- (Unofficial) PyTorch implementation of Training Vision Transformers for Image Retrieval(El-Nouby, Alaaeldin, et al. 2021).
- I have not yet achieved exactly the same results as reported in the paper(Differential entropy regularization does not have much effect on In-shop and SOP datasets).
# Python 3.7
pip install -r requirements.txt
- See
scripts/train.*.sh
# CUB-200-2011
python main.py \
--model deit_small_distilled_patch16_224 \
--max-iter 2000 \
--dataset cub200 \
--data-path /data/CUB_200_2011 \
--rank 1 2 4 8 \
--lambda-reg 0.7
# Stanford Online Products
python main.py \
--model deit_small_distilled_patch16_224 \
--max-iter 35000 \
--dataset sop \
--m 2 \
--data-path /data/Stanford_Online_Products \
--rank 1 10 100 1000 \
--lambda-reg 0.7
# In-shop
python main.py \
--model deit_small_distilled_patch16_224 \
--max-iter 35000 \
--dataset inshop \
--data-path /data/In-shop \
--m 2 \
--rank 1 10 20 30 \
--memory-ratio 0.2 \
--device cuda:2 \
--encoder-momentum 0.999 \
--lambda-reg 0.7
- IRTO – off-the-shelf extraction of features from a ViT backbone, pre-trained on ImageNet;
- IRTL – fine-tuning a transformer with metric learning, in particular with a contrastive loss;
- IRTR – additionally regularizing the output feature space to encourage uniformity.

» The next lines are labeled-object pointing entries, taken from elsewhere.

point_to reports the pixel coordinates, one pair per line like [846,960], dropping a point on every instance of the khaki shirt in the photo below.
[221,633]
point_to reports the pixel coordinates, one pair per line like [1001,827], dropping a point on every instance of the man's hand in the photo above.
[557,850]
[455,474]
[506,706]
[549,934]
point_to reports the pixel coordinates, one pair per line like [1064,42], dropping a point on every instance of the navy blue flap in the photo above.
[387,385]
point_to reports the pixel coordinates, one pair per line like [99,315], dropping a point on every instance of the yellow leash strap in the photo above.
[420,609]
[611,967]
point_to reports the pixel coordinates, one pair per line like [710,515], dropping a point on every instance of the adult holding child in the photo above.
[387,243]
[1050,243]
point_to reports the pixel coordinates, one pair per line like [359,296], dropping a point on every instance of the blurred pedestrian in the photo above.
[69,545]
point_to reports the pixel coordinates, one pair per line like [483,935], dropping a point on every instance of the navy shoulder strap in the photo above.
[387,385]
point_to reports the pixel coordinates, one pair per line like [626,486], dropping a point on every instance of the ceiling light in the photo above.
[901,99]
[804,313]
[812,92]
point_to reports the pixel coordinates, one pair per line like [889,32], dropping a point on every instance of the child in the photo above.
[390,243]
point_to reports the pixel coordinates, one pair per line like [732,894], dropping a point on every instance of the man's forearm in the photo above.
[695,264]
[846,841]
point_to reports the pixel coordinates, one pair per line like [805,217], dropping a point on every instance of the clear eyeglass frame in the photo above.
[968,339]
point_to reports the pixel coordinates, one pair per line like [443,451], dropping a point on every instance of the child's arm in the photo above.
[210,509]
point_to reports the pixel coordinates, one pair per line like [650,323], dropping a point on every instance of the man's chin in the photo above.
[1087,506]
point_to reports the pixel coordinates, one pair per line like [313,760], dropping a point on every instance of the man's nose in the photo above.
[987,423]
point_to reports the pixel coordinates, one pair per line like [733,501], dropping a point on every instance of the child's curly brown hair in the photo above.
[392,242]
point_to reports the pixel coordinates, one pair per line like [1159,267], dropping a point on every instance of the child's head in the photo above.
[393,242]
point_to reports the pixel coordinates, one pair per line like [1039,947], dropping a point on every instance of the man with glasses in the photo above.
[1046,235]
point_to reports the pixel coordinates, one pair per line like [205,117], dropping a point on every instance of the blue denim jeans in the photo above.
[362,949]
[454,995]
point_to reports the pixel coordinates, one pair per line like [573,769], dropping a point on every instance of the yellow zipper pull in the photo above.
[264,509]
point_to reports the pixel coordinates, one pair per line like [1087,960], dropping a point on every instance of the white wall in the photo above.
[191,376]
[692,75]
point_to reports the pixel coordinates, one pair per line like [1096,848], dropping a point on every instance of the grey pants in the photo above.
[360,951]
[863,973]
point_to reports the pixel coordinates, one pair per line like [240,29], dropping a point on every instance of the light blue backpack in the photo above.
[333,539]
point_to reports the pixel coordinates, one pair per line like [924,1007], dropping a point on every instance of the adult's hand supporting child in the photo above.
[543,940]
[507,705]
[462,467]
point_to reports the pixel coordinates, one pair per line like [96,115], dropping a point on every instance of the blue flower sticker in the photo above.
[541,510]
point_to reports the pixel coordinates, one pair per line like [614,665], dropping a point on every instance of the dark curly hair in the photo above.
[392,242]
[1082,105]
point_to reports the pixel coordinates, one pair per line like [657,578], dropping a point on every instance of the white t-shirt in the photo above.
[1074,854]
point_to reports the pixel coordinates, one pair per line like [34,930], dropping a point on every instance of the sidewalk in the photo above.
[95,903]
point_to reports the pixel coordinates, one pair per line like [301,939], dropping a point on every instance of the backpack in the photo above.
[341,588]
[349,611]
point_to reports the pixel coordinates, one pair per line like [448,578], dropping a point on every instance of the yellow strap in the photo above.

- †: Models pre-trained with distillation with a convnet trained on ImageNet1k
Method | Backbone | SOP | CUB-200 | In-Shop | |||||||||
1 | 10 | 100 | 1000 | 1 | 2 | 4 | 8 | 1 | 10 | 20 | 30 | ||
IRTO | DeiT-S | 53.12 | 68.96 | 81.60 | 94.09 | 58.68 | 71.30 | 80.96 | 88.18 | 31.28 | 57.03 | 64.20 | 68.28 |
IRTL | DeiT-S | 83.56 | 93.29 | 97.23 | 99.03 | 73.68 | 82.58 | 88.77 | 92.71 | 93.09 | 98.28 | 98.74 | 99.02 |
IRTR | DeiT-S | 82.67 | 92.73 | 96.69 | 98.80 | 73.73 | 82.91 | 89.30 | 93.35 | 90.47 | 97.97 | 98.61 | 98.92 |
IRTR | DeiT-S† | 82.70 | 92.85 | 96.92 | 98.86 | 76.55 | 85.26 | 90.92 | 94.65 | 90.66 | 98.16 | 98.68 | 98.99 |
- El-Nouby, Alaaeldin, et al. "Training vision transformers for image retrieval." arXiv preprint arXiv:2102.05644 (2021).